I'm starting to like that iOS 7 is a radical change, but not too radicalAnna Scantlin - Contributing Editor
Apple's September 10th event is right around the corner, and soon after I expect that we'll see an influx of people talking about how they feel about iOS 7. I first tried iOS 7 after its first beta release, and although the initial change was nice, I still found that I would rather use iOS 6, mostly because it was a sturdy build but also because I preferred a lot of the design elements of iOS 6 over 7. Although I was able to roll back to 6 after using 7 at the time, I knew would still have to upgrade to iOS 7 sometime down the line anyway since many developers are going to require iOS 7 in order for their applications to run smoothly. Obviously iOS 7 is going to be the new focus from this point forward for developers, so the question still remains with many consumers: Do I really want to learn a new OS at this point?
One of the main selling points of iOS was that it was stable and didn't change much. From OS to OS it hardly ever changed, other than a few improvements here and there. iOS 7 is the first real overhaul we've seen from Apple's mobile platform, so it's expected to have a mixed reaction of excitement and skepticism. We've known for a while that iOS was due for a change sooner or later, unless it wanted to risk seeing a similar fate of the unchanging BlackBerry OS. Aside from wanting to keep current customers, Apple needed to do something to attract more customers. For Apple, it all comes down to what they needed to change and what they needed to keep the same. From what I've seen so far in iOS 7, they've managed to give the best of both worlds by keeping many elements and functions of iOS the same, but under a new skin and a few added goodies.

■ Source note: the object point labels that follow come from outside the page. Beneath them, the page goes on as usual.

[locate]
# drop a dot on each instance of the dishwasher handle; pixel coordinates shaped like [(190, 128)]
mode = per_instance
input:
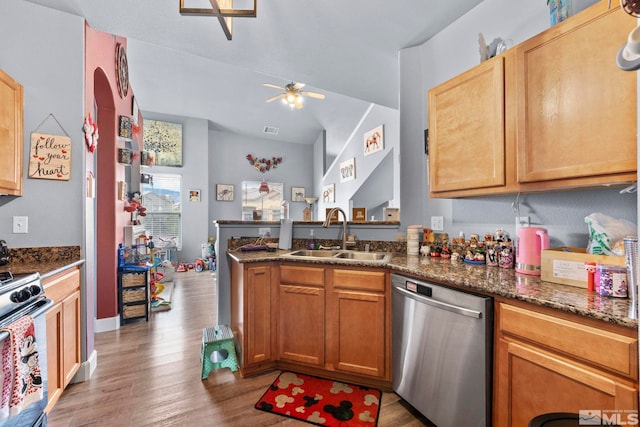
[(439, 304)]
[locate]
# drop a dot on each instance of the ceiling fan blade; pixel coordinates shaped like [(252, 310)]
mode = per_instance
[(273, 86), (313, 95), (273, 98)]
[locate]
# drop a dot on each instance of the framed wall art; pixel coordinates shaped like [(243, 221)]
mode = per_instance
[(329, 193), (224, 192), (374, 140), (194, 195), (297, 194), (348, 170), (164, 139)]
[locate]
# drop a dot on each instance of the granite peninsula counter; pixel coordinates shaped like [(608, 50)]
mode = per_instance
[(492, 281)]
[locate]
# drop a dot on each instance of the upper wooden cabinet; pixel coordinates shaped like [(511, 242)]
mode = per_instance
[(562, 116), (467, 131), (11, 135)]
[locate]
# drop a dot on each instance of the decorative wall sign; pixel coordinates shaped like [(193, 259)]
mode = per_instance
[(263, 165), (297, 194), (122, 70), (348, 170), (164, 139), (374, 140), (194, 195), (224, 192), (329, 193), (50, 157)]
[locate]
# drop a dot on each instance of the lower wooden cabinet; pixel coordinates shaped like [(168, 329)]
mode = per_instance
[(252, 321), (545, 364), (63, 331), (321, 320)]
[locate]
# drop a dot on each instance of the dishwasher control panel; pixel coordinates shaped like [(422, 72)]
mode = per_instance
[(418, 288)]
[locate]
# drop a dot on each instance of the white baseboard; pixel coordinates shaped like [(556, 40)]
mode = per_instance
[(105, 325), (86, 369)]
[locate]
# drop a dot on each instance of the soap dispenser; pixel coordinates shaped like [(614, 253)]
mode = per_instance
[(311, 243)]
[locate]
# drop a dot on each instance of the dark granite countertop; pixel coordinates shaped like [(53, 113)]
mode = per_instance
[(46, 261), (487, 280)]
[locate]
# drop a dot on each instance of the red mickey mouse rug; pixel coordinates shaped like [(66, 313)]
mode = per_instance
[(321, 402)]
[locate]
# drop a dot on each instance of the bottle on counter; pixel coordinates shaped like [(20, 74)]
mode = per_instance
[(311, 243)]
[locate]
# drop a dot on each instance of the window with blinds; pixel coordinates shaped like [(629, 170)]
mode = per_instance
[(162, 197)]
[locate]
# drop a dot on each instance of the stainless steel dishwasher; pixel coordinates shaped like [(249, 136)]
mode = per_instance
[(442, 352)]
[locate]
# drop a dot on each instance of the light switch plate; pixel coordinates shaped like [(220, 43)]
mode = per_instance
[(437, 223), (20, 224)]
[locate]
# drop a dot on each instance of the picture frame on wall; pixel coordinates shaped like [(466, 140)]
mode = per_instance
[(297, 194), (194, 195), (348, 170), (374, 140), (224, 192), (329, 193)]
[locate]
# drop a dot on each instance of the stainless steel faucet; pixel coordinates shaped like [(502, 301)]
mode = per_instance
[(327, 221)]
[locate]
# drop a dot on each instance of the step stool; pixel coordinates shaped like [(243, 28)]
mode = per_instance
[(218, 350)]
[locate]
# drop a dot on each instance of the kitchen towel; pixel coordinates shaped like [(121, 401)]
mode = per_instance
[(22, 380)]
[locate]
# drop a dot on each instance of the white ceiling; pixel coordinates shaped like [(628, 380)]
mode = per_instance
[(346, 49)]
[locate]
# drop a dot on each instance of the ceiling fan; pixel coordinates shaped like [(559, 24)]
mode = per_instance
[(292, 94)]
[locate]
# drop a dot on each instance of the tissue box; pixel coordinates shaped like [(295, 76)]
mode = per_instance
[(565, 265)]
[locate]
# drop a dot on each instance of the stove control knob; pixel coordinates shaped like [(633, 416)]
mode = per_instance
[(24, 295), (14, 297)]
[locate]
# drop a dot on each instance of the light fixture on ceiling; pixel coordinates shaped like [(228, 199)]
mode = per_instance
[(223, 10), (292, 94)]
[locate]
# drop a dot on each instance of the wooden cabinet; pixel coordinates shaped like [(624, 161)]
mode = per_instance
[(133, 290), (467, 130), (576, 110), (252, 319), (11, 135), (358, 339), (318, 319), (63, 331), (301, 315), (553, 112), (545, 363)]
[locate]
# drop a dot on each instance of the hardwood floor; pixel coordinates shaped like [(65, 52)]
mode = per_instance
[(148, 374)]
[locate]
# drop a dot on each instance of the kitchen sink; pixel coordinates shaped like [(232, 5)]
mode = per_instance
[(339, 255), (363, 256), (318, 253)]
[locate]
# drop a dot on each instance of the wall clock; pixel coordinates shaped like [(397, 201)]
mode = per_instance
[(122, 70)]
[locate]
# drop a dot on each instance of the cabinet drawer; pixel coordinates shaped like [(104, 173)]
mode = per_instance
[(61, 285), (133, 295), (611, 351), (359, 279), (302, 275)]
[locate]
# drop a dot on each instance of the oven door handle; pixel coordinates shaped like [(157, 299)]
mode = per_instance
[(28, 312)]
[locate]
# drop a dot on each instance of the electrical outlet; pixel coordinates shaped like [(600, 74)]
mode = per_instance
[(437, 223), (265, 232), (522, 221), (20, 224)]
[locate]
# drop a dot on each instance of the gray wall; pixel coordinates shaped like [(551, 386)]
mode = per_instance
[(44, 51), (228, 165), (194, 171), (449, 53)]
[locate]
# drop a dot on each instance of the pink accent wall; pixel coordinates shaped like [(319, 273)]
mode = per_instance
[(103, 100)]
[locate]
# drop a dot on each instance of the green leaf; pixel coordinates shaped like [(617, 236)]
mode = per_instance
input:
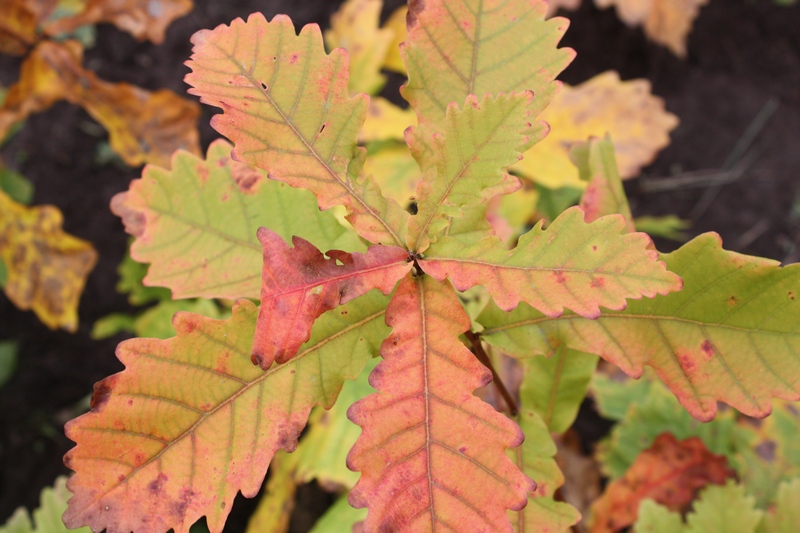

iOS 7, at least in its current state, is either going to have a redesign that you love the look of, or you don't. There's a lot of white a lot of frosted glass effect going on. The design certainly did take a flatter stance, as expected, and for some people that's more appealing than all of the textures and designs that older iOS versions featured. Personally, I think the white design on iOS 7 looks great, as long as you have a white iPhone. However, when put into contrast against a black iPhone, I can't say that I'm exactly pleased with the way it looks. I think iOS 7 users will be a lot happier if Apple implements some sort of a theme option (and before anybody says anything, yes, inverted colors is still an option, and yes, it still looks like Halloween). With versions prior to iOS 7, you didn't really have an overwhelming amount of one certain color going on, but with the new flatter UI of iOS 7 it seems like it could benefit from theming options. Given that iOS has never been big on customizations, it really is the perfect opportunity to give iOS users some extended form of customization beyond wallpapers and ringtones.
I may have moved on from using iOS as my "daily driver", but I still stand by my experience that my iPhone 4S has been the most dependable mobile experience that I've ever had. Until the very end, I almost never experienced crashes and the transitions were always smooth, from opening applications to bringing up the keyboard. Even on my HTC One I'm experiencing a lot of choppy transitions, although they're fast choppy transitions, so I can't really complain. What I like about iOS 7 is that while it has gone through a major redesign, it's still a simple UI that isn't complicated with options of adding widgets, or even a separate app drawer. In the past I've made mention that I would love to see both of these features on iOS, but I've come to appreciate iOS for being what it is - which isn't Android. iOS 7 might look dramatically different from a design standpoint, but functionality-wise it has pretty much stayed the same.
That being said, I didn't feel like there was much of a learning curve on iOS 7. It didn't feel like I had to learn an entirely new OS, but there were a few functions that were beneficial to know about like Control Center, or Notification Center being divided into multiple sections. All in all, I like that iOS 7 went for a redesign because that might be what brings new people in (I think themes would make a killer addition, especially if they're bringing in 4 different colors for the iPhone 5S and even more for the iPhone 5C) but I also like that they mostly kept functionality the same, because that will probably be what keeps people there, even if they hate design, because let's face it, when has design been the main focus of iOS? The redesign is radical, but not so radical that the UI is unrecognizeable. But the public votes with their wallets, and September 10th (or soon thereafter) will really be when we can see what kind of impact iOS 7 has on consumers.